From 7pm until 11pm the Assembly was “debating” SB 306, a bill that makes it more onerous for a woman to get an abortion, and assesses criminal penalties on abortion providers who cannot show documented proof that every abortion they perform was not coerced. See our separate story on that bill.
From 11pm until 11:30 the following bills were passed. Then the Assembly recessed for partisan caucuses until 3am.
SB 464 prevents the newly created Department of Security and Professional Services from requiring fingerprints as part of the licensing process for private detectives and private security guards, juvenile martial arts instructors, or applicants for other professional credentials in determining whether an applicant or credential holder has been charged with or convicted of a crime. Democrats questioned why Republicans would promote lowering professional standards.
SB 402 authorizes the Department of Natural Resources to waive any requirement of the laws relating to the discharge of pollutants into the waters of the state for research projects that evaluate “advanced
agricultural nutrient management tools.”
SB 409 is a major overhaul to the worker’s compensation law in terms of benefits, process and administration.
SB 422 increases the legal length limits for trucks.
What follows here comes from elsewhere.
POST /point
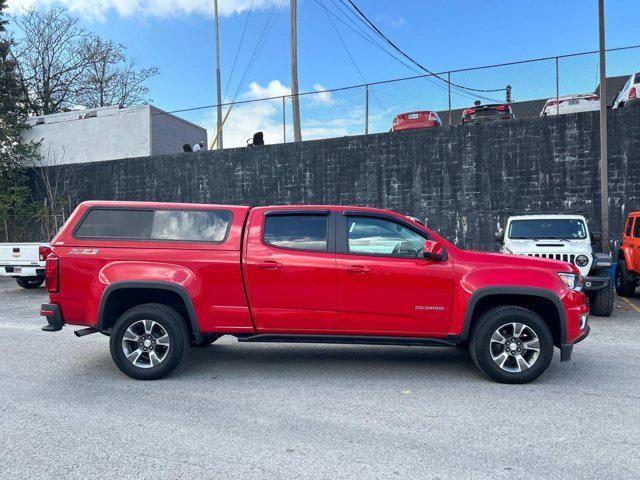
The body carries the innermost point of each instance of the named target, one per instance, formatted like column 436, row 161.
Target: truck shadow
column 226, row 359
Registering against the bill, the United Transportation Union said, “This will divert rail traffic to highways, increase risk to the public, and accelerate infrastructure repairs.” Anti-mining activists note that this eases the way for the road transportation of massive strip mining equipment.
SB 429 regulates the sale of portable electronics insurance coverage.
SB 474 requires the Department of Health Services to create a “financial record matching program” for Medical Assistance applicants and recipients for whom asset verification is required. Financial institutions must share information with DHS about the bank balances of MA applicants. Just the latest skirmish in the war on poor people.